Limited knowledge about mechanism of infection/action of SARS-CoV-2
appears to be the major problem in identification of therapeutic target
and respective drugs to treat COVID-19. However, Gordon et al., followed
a comprehensive approach and cloned, tagged and expressed 26 of the 29
SARS-CoV-2 proteins and identified 332 high-confidence SARS-CoV-2-human
protein-protein interactions.[6] Majority of SARS-CoV-2 interacting
proteins were associated with replication, epigenetic regulation and
vesicle trafficking pathways.[6] In their human lung mRNA expression
profile, they identified enrichment of SARS-CoV-2-interacting protein
and an epigenetic regulator, histone deacetylase 2 (HDAC2), which
regulates epigenetics by removing acetyl groups from histones.[6, 7]
Many non-histone proteins such as transcription factors, chaperones and
viral proteins are also subjected to acetylation.[7] Gordon et al.,
also identified 66 therapeutic targets for 69 compounds that includes
Valproic Acid (VPA).[6] VPA is a FDA-approved HDAC2 inhibitor drug
used to treat central nervous system disease such as epilepsy, and
cancer.[8-10] VPA inhibits HDAC2 by inducing its proteasomal
degradation.[9]
There are unequivocal evidence that angiotensin-converting enzyme 2
(ACE-2) receptors are the ‘entry door’ for SARS-CoV-2 to infect
cells.[11, 12] ACE-2 receptors are mainly expressed on endothelial
and epithelial cells.[2, 11] Endothelial cells (ECs) contribute for
more than 30% of all lung cells,[13] and constitute the innermost
layer of every blood vessel and respond to constantly varying
hemodynamics to maintain homeostasis.[14] ECs are plastic in nature
and they have the capability to lose endothelial characteristics and
transition into ‘stem cell-like” mesenchymal cells, this proces is
known as endothelial-to-mesenchymal transition (EndMT).[15, 16]

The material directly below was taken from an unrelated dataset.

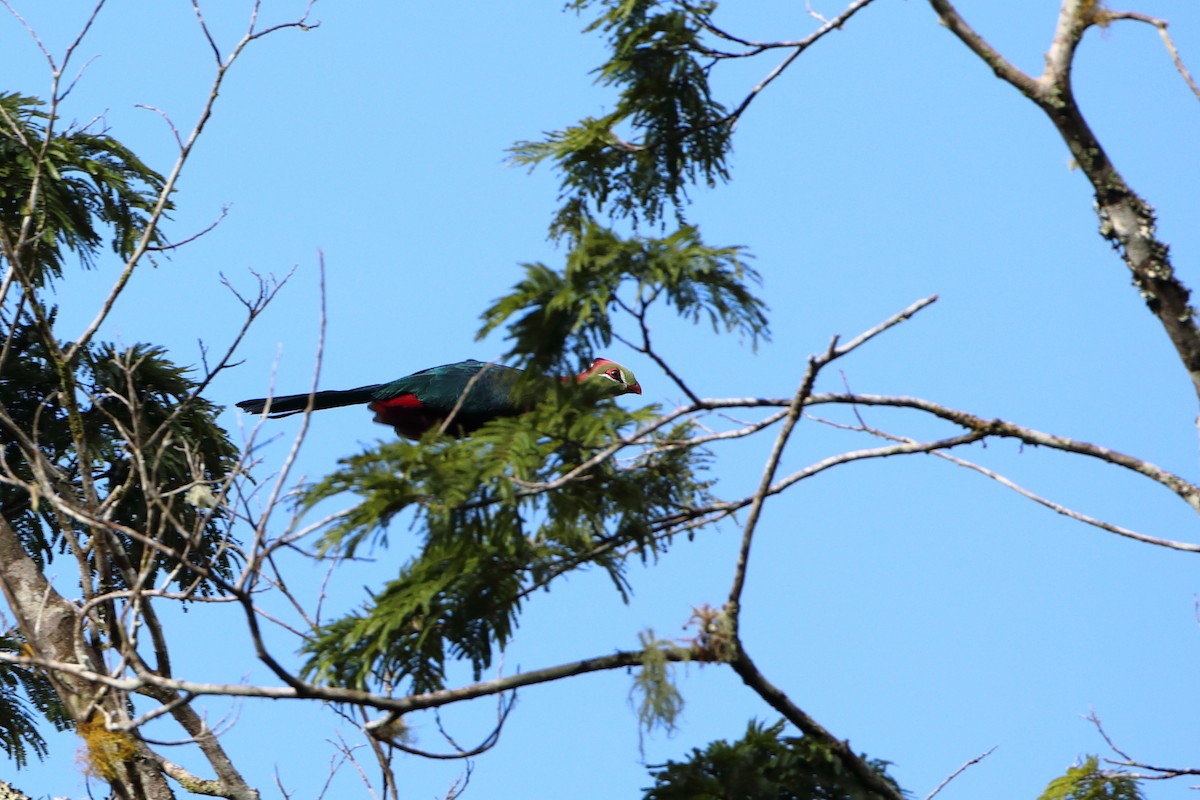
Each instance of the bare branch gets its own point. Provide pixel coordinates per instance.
(959, 771)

HCQ, which is being tested in various clinical trials against COVID-19,
is an autophagy inhibitor.[17] Autophagy is a key homeostatic
process, where cytosolic components are degraded and recycled through
lysosomes for re-use.[17] We have previously demonstrated that
inhibition of endothelial autophagy via genetic deletion of
autophagy-related gene 7 (ATG7) or by pharmacologic inhibition with
bafilomycin induces EndMT-like phenotypic switching in ECs.[18]

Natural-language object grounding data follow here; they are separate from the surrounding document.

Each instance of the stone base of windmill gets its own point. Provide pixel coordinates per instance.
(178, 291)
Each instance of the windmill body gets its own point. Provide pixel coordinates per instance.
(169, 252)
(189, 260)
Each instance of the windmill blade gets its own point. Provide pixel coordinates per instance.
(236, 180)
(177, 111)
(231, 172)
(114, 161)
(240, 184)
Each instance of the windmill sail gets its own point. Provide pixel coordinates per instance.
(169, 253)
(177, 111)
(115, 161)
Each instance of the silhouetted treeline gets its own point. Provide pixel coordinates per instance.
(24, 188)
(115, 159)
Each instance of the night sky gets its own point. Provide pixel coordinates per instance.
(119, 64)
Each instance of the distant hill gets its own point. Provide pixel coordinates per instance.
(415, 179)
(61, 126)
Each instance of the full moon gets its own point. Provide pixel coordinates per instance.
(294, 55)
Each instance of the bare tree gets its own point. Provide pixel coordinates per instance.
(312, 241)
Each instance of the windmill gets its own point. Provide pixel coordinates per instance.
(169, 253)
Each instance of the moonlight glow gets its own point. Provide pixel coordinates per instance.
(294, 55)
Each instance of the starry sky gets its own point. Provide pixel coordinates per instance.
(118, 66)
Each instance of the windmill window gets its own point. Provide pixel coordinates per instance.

Interestingly, a similar effect of VPA was also observed, where VPA
induced EndMT-like phenotypic switching in ECs.[19] Given that ACE-2
is expressed basally and widely on the endothelial cells,[2, 11] we
hypothesized that VPA-induced EndMT-like phenotypic switching cause
reduced expression of ACE-2 and thereby would inhibit the SARS-CoV-2
rate of infection. We, for the first time show that VPA down-regulates
ACE-2 expression and inhibits the expression of inflammatory cytokines
in ECs. We also provide a detailed review on VPA mechanism of action and
propose the plausible mechanism of VPA to protect and treat COVID-19
patients encouraging personalized therapy.